Would you like to see Im Hanna make bread for our supper? That hole in the ground, lined with plaster, is the oven, and the flames are pouring out. They heat it with thorns and thistles. She sits by the oven with a flat stone at her side, patting the lumps of dough into thin cakes like wafers as large as the brim of your straw hat. Now the fire is burning out and the coals are left at the bottom of the oven, as if they were in the bottom of a barrel. She takes one thin wafer on her hand and sticks it on the smooth side of the oven, and as it bakes it curls up, but before it drops off into the coals, she pulls it out quickly and puts another in its place. How sweet and fresh the bread is! It is made of Indian corn. She calls it "khubs dura." Abû Hanna says that we must eat supper with them to-night. They are plain fellaheen, and have neither tables, chairs, knives nor forks. They have a few wooden spoons, and a few plates. But hungry travellers and warm-hearted friendship will make the plainest food sweet and pleasant.

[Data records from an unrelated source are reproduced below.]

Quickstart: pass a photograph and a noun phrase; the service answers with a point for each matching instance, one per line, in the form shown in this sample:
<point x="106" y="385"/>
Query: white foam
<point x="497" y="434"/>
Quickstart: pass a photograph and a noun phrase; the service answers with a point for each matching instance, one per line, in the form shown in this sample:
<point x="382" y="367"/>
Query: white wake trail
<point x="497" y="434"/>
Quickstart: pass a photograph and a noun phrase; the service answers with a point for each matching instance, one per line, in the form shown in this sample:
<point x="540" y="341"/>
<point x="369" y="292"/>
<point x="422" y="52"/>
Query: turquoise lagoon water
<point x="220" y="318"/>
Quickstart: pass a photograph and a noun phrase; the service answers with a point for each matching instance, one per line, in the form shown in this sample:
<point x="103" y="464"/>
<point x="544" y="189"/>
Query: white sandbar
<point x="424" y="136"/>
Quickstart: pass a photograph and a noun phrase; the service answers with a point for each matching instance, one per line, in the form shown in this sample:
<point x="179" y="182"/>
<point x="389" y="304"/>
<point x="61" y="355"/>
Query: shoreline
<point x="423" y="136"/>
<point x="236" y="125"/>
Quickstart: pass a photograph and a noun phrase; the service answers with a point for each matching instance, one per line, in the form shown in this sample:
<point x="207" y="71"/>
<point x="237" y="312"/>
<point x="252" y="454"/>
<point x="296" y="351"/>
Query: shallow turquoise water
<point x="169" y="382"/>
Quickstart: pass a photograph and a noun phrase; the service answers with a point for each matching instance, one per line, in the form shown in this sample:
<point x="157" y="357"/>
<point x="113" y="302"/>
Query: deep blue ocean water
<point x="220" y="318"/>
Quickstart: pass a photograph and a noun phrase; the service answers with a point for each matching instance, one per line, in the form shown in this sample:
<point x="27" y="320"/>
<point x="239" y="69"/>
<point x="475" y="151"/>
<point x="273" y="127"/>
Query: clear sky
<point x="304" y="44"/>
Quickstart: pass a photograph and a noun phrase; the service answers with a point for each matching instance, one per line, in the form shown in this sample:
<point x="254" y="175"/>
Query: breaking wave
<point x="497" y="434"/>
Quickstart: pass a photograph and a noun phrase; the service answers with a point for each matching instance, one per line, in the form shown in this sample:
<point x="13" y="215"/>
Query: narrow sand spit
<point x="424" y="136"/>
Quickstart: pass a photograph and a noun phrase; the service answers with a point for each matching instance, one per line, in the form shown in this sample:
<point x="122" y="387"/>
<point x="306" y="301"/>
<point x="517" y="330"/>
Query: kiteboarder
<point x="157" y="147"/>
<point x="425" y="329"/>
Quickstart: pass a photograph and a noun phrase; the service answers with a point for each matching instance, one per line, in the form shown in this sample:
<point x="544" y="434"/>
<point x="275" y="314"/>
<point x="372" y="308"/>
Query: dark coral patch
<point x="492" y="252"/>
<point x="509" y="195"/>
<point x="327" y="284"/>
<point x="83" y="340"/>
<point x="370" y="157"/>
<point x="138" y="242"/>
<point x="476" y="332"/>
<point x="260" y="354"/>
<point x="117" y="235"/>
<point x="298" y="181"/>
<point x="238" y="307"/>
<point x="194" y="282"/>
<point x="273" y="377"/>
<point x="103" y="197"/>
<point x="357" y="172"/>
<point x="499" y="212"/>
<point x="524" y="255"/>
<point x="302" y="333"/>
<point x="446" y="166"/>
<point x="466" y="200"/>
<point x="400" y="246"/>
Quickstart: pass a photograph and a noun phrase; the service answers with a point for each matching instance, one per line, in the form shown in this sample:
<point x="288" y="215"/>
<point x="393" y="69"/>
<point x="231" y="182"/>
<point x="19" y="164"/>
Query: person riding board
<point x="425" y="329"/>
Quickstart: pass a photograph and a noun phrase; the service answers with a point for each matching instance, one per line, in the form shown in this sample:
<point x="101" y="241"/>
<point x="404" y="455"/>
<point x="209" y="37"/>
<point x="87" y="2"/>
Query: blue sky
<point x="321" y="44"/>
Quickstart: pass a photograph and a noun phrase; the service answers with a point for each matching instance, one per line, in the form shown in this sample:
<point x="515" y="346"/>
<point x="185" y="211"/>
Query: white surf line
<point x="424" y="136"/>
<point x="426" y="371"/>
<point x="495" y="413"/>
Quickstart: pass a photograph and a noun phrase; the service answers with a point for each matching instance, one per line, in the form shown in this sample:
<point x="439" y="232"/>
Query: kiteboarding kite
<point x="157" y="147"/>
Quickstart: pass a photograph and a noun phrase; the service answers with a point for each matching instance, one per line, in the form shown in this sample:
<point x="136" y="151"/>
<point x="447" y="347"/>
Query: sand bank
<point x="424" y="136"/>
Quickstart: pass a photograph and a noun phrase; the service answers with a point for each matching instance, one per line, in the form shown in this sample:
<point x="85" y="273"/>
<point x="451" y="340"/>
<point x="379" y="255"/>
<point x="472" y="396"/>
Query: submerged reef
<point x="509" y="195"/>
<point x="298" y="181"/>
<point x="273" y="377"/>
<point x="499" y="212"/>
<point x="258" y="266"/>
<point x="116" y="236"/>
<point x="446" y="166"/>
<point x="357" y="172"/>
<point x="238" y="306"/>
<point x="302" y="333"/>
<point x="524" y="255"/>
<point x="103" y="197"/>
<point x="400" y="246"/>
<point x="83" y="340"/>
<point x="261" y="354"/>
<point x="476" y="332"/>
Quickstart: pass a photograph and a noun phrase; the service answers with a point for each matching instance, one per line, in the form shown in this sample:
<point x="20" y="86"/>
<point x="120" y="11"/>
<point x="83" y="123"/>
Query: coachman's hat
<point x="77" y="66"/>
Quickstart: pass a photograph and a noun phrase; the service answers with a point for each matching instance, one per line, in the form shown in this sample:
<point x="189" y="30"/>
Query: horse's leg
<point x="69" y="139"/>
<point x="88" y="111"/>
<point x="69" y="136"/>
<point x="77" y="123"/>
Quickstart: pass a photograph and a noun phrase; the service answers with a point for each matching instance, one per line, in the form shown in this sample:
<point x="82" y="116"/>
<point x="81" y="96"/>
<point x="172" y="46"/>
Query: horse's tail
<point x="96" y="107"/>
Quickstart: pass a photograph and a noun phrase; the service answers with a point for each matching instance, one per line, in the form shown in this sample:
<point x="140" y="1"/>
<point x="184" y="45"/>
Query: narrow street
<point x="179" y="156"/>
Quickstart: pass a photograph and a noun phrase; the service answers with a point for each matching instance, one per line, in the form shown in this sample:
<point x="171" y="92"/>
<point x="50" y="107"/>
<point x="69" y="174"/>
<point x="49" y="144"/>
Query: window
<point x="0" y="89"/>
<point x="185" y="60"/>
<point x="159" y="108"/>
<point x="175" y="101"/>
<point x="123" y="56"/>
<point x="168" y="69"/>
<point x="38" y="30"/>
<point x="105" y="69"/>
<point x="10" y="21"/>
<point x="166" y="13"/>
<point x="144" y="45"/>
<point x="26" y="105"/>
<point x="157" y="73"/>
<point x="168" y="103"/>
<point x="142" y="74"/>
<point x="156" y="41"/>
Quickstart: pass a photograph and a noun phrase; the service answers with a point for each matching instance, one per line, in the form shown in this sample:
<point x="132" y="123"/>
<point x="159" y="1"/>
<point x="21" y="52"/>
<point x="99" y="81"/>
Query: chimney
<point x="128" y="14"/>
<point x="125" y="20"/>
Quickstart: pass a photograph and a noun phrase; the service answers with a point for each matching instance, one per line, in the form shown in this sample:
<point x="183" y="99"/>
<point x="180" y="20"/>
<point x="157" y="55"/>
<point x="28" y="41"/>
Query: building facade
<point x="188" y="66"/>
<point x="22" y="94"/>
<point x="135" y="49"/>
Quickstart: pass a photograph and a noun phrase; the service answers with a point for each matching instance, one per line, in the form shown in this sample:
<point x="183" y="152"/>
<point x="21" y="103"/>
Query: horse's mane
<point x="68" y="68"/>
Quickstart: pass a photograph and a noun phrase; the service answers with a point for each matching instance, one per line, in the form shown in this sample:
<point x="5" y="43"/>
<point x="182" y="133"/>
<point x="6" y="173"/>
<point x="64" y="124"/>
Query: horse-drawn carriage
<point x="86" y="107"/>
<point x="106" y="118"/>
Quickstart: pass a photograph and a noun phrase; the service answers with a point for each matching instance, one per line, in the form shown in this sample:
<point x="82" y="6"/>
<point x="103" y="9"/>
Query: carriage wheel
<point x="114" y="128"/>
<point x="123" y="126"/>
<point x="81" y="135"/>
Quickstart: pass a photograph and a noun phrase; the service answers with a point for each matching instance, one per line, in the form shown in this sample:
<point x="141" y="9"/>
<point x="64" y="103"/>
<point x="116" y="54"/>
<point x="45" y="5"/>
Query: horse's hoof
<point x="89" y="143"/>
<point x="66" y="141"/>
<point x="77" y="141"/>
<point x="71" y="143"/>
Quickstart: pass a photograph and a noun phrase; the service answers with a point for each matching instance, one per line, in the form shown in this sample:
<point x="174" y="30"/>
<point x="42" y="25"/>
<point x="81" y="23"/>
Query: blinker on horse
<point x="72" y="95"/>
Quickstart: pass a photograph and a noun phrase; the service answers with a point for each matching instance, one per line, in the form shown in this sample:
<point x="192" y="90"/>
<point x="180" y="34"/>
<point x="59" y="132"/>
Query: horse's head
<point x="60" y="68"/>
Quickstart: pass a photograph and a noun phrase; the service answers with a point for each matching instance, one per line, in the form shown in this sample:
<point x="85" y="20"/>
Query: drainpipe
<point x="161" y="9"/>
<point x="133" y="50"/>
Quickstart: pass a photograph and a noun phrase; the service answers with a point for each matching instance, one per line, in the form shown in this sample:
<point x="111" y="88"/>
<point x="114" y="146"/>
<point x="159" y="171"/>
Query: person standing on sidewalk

Supper is ready now, and we will go around to Abû Hanna's house for he has come to tell us that "all things are ready." The house is one low room, about sixteen by twenty feet. The ceiling you see is of logs smoked black and shining as if they had been varnished. Above the logs are flat stones and thorns, on which earth is piled a foot deep. In the winter this earth is rolled down with a heavy stone roller to keep out the rain. In many of the houses the family, cattle, sheep, calves and horses sleep in the same room. The family sleep in the elevated part of the room along the edge of which is a trough into which they put the barley for the animals. This is the "medhwad" or manger, such as the infant Jesus was laid in. We will now accept Im Hanna's kind invitation to supper. The plates are all on a small tray on a mat in the middle of the floor, and there are four piles of bread around the edge. There is one cup of water for us all to drink from, and each one has a wooden spoon. But Abû Hanna, you will see, prefers to eat without a spoon. After the blessing is asked in Arabic, Abû Hanna says, "tefudduloo," which means help yourselves. Here is kibby, and camel stew, and Esau's pottage, and olives, and rice, and figs cooked in dibbs, and chicken boiled to pieces, and white fresh cheese, and curdled milk, and fried eggs.
Kibby is the Arab plum pudding and mince pie and roast beef all in one. It is made by pounding meat in a mortar with wheat, until both are mixed into a soft pulp and then dressed with nuts and onions and butter, and baked or roasted in cakes over the fire. Dr. Thomson thinks that this dish is alluded to in Prov. 27:22, "Though thou shouldest bray a fool in a mortar among wheat with a pestle, yet will not his foolishness depart from him." That is, put the fool into Im Hanna's stone mortar with wheat and pound him into kibby, and he would still remain a fool! It takes something besides pounding to get the folly out of foolish men.